Assessing Quality of Anti-viral Responses in Ageing – (AQUARIA)
Dr Mark Wills
Institution or company
University of Cambridge
We are trying to understand in detail how the white blood cells of the immune system control a virus called Cytomegalovirus (CMV). About half of all adults in the UK have CMV, and most of them do not know that they have the virus. From time to time the virus enters the person’s saliva or other body fluids, giving the virus the opportunity to pass from one person to another. When a person acquires CMV, the virus persists in the person’s body for life and hardly ever causes any subsequent health problems, however in individuals with suppressed immune responses active CMV infection can become dangerous. The virus is kept under control by the person’s immune system, as the virus persists for life we would like to understand how this may affect the immune system as people age. By including healthy participants with or without the virus in this study, we hope to understand how the immune system controls the virus. The work from this study may help with the design of effective therapies to target this persistent virus – at present there is no therapy to eliminate persistent CMV infection.
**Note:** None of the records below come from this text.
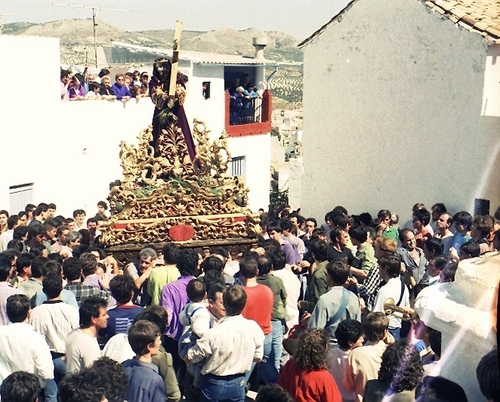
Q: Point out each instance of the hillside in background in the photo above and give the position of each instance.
(76, 38)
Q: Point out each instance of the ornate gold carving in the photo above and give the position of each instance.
(160, 192)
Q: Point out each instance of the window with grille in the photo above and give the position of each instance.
(238, 166)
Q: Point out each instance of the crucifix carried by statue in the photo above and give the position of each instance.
(172, 190)
(167, 89)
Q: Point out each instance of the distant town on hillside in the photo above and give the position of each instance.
(76, 36)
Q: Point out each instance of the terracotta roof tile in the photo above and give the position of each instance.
(480, 16)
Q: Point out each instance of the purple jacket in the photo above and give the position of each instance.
(120, 91)
(173, 299)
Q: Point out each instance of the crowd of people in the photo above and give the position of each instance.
(302, 316)
(245, 100)
(88, 86)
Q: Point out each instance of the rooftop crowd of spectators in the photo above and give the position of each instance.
(88, 86)
(299, 317)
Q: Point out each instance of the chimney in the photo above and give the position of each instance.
(259, 44)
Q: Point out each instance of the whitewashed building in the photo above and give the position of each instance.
(402, 105)
(68, 152)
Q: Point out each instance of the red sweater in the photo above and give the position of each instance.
(259, 306)
(308, 386)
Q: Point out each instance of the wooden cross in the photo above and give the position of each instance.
(175, 58)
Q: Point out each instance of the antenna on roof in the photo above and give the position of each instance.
(94, 19)
(1, 15)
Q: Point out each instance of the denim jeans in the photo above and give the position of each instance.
(268, 370)
(223, 389)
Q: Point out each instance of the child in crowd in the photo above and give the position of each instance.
(349, 336)
(145, 382)
(196, 320)
(93, 93)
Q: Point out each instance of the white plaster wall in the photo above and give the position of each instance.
(208, 110)
(491, 97)
(257, 149)
(392, 113)
(70, 150)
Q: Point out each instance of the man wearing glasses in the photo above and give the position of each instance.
(119, 89)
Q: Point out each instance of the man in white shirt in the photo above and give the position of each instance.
(364, 362)
(6, 289)
(21, 347)
(224, 370)
(82, 348)
(7, 236)
(389, 269)
(55, 319)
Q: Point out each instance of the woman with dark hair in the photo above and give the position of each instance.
(412, 256)
(441, 388)
(400, 372)
(305, 377)
(4, 215)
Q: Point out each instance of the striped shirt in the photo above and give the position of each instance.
(55, 320)
(6, 290)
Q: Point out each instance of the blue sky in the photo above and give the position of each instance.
(298, 18)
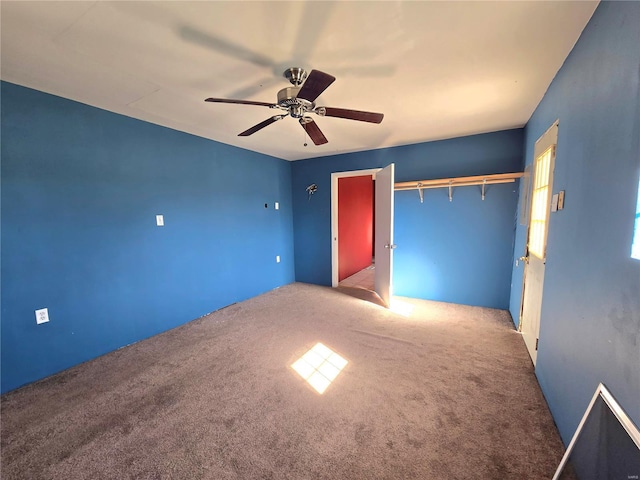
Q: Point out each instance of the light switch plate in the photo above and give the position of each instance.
(42, 316)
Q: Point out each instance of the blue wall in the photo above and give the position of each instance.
(80, 191)
(590, 323)
(456, 251)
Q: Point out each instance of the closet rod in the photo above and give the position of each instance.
(459, 181)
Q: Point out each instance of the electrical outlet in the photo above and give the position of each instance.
(42, 316)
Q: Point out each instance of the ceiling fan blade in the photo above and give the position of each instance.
(313, 131)
(316, 83)
(261, 125)
(240, 102)
(352, 114)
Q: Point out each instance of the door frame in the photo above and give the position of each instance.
(334, 214)
(521, 326)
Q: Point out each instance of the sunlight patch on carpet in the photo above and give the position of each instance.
(319, 367)
(401, 308)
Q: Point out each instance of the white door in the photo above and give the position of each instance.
(535, 258)
(384, 233)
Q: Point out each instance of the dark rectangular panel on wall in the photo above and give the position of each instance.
(81, 188)
(355, 224)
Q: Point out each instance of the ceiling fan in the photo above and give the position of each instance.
(299, 101)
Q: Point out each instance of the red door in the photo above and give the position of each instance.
(355, 224)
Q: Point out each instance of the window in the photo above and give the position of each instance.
(539, 203)
(635, 246)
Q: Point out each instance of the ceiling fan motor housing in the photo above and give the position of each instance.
(288, 99)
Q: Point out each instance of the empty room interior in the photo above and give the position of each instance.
(318, 239)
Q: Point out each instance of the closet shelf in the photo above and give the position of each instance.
(482, 180)
(459, 181)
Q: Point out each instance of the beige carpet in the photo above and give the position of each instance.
(445, 393)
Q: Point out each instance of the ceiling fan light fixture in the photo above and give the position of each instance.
(295, 75)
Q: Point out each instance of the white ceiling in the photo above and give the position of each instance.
(435, 69)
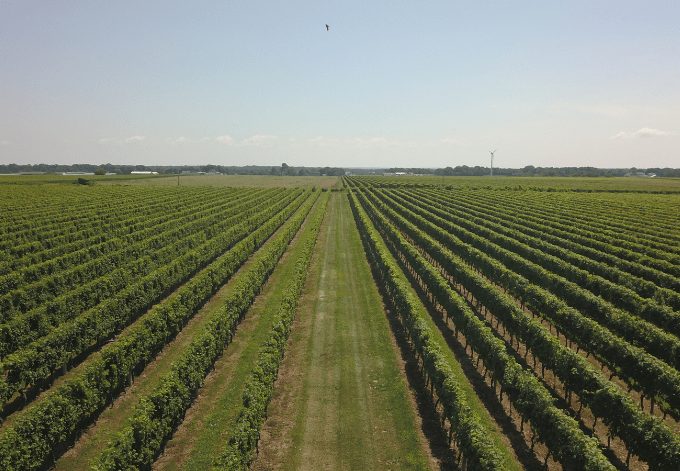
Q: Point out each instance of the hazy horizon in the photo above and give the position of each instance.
(392, 84)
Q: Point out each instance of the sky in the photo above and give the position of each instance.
(392, 83)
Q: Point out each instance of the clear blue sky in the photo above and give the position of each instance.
(393, 83)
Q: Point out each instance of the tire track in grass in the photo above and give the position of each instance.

30 volunteers from the Cambridge BioResource were invited and recruited for the AQUARIA study from the Cambridge BioResource volunteers. The study team recruited both healthy, younger (18- 40 years old) and older volunteers (65 – 100 years old) with or without the virus. All the study appointment occurred at the Cambridge BioResource clinic on the Cambridge biomedical Campus.
This study is organised by Dr. Mark Wills and Dr. Sarah Jackson from the Department of Medicine, University of Cambridge. This study was sponsored by Cambridge University Hospital NHS Foundation Trust and the University of Cambridge.
Davies EL, Noor M, Lim EY, Houldcroft CJ, Okecha G, Atkinson C, Reeves MB, Jackson SE, Wills MR. HCMV carriage in the elderly diminishes anti-viral functionality of the adaptive immune response resulting in virus replication at peripheral sites. Front Immunol. 2022 Dec 15;13:1083230. doi: 10.3389/fimmu.2022.1083230. PMID: 36591233; PMCID: PMC9797693.